Kolbe

Thursday, August 14, 2025

Memorial of Saint Maximilian Kolbe, Priest and Martyr

(click here to listen to or read today’s scriptures)

Kolbe

Solitude is a way to get a little control over our own inner life. It’s not easy. Once we start spending time alone, we discover how chaotic our minds are. We start thinking about thousands of other things – what we should do, whom we are mad at.

When these thoughts come up, gently return to the center. Gradually if you really discover, for instance, that the Lord is your shepherd, you might be able to let go of a few things and be a lot more at peace. You don’t have to be filled with garbage. You can be more centered. – Henri Nouwen]

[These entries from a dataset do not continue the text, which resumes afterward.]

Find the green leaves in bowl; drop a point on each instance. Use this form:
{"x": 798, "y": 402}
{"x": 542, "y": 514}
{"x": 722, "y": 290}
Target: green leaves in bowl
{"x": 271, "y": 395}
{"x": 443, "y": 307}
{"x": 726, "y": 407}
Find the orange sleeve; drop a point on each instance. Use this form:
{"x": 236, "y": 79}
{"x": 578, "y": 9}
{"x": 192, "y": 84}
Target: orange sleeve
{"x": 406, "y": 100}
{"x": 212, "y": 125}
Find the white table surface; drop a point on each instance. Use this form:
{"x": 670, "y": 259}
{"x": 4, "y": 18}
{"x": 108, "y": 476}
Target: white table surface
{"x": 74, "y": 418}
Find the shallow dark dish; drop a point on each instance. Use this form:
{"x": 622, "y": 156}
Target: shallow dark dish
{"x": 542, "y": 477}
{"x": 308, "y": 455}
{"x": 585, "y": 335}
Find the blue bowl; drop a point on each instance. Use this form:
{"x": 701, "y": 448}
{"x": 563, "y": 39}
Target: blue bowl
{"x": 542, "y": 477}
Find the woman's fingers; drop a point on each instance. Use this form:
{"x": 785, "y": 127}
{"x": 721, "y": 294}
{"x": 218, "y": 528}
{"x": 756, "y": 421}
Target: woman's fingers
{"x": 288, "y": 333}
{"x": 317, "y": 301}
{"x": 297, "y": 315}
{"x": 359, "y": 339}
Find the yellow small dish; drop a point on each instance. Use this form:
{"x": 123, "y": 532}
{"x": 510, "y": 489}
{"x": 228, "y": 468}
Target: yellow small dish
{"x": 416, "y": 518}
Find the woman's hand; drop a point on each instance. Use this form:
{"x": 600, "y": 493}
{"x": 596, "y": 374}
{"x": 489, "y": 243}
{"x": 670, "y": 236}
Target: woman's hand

This was as true in 1894 as it is today. Nine year old Raymund Kolbe, born in Poland, knelt quietly in his bedroom, praying:

That night, I asked the Mother of God what was to become of me, a Child of Faith. Then she came to me holding two crowns, one white, the other red. She asked me if I was willing to accept either of these crowns. The white one meant that I should persevere in purity, and the red that I should become a martyr. I said that I would accept them both.

When he was 13, in 1907 Raymund with his brother Francis left home to study at a Franciscan seminary. He became Fr. Maximilian in 1914, the same year his ethnic German father was captured and hanged by Russians for illegal partisan activities.

Come here and listen to the words of the Lord, your God.

Fr. Kolbe felt a strong motivation to “fight for Mary” against enemies of the church. His first Rule of Life was, “I must become a saint, and a great saint.” He traveled as a missionary to Japan and founded a monastery on the outskirts of Nagasaki (shielded by a mountain, the monastery survived the atomic bomb dropped by the USA on August 9, 1945). Suffering from tuberculosis he returned to Poland six years later in 1936.

Always a temptation for more powerful nations around it, Poland was overrun and occupied by Nazi Germany in 1939, sparking the Second World War as Great Britain honored their treaty with the Polish people. Fr. Kolbe’s newspaper “The Knight of the Immaculate” offered strong criticism of the invaders:

No one in the world can change Truth. What we can do and should do is to seek truth and to serve it when we have found it. The real conflict is the inner conflict. Beyond armies of occupation and the hecatombs of extermination camps, there are two irreconcilable enemies in the depth of every soul: good and evil, sin and love. And what use are the victories on the battlefield if we ourselves are defeated in our innermost personal selves?

Kolbe was arrested in February 1941 for hiding at least 2000 Jewish people in his monastery and soon taken to Auschwitz as prisoner #16670.

After a few months Fr. Kolbe was allowed to write a letter to his mother:

Dear Mama, At the end of the month of May I was transferred to the camp of Auschwitz. Everything is well in my regard. Be tranquil about me and about my health, because the good God is everywhere and provides for everything with love. It would be well that you do not write to me until you will have received other news from me, because I do not know how long I will stay here. Cordial greetings and kisses, affectionately, Raymund.

A few months later three prisoners escaped from the camp and in response the Nazi commander ordered 10 men starved to death in an underground bunker …

When one of the selected men, Franciszek Gajowniczek heard his name he cried out “My wife! My children!” At this point, Kolbe volunteered to take his place.

The Nazi commander replied, “What does this Polish pig want?”

Father Kolbe pointed with his hand to the condemned Franciszek Gajowniczek and repeated: “I am a Catholic priest from Poland; I would like to take his place because he has a wife and children.”

Rather surprised, the commander accepted Kolbe in place of Gajowniczek. Gajowniczek later said:

“I could only thank him with my eyes. I was stunned and could hardly grasp what was going on. The immensity of it: I, the condemned, am to live and someone else willingly and voluntarily offers his life for me – a stranger. Is this some dream?”

After two weeks six of the prisoners had died from dehydration and starvation. Kolbe and the other three received lethal injections to kill them. The priest, who had led the prisoners in prayer and singing every day, lifted his left arm to receive the poison,and died on this day 84 years ago.

Why is it, O sea, that you flee?

O Jordan, that you turn back?

You mountains, that you skip like rams?

You hills, like the lambs of the flock?

His brother Francis followed his father into partisan warfare and died in Buchenwald in 1945. The second Francis, saved from death by Kolbe’s request to replace him, lived to attend the saint’s canonization in 1982. He died in 1995, aged 93.

Let your countenance shine upon your servant, O Lord.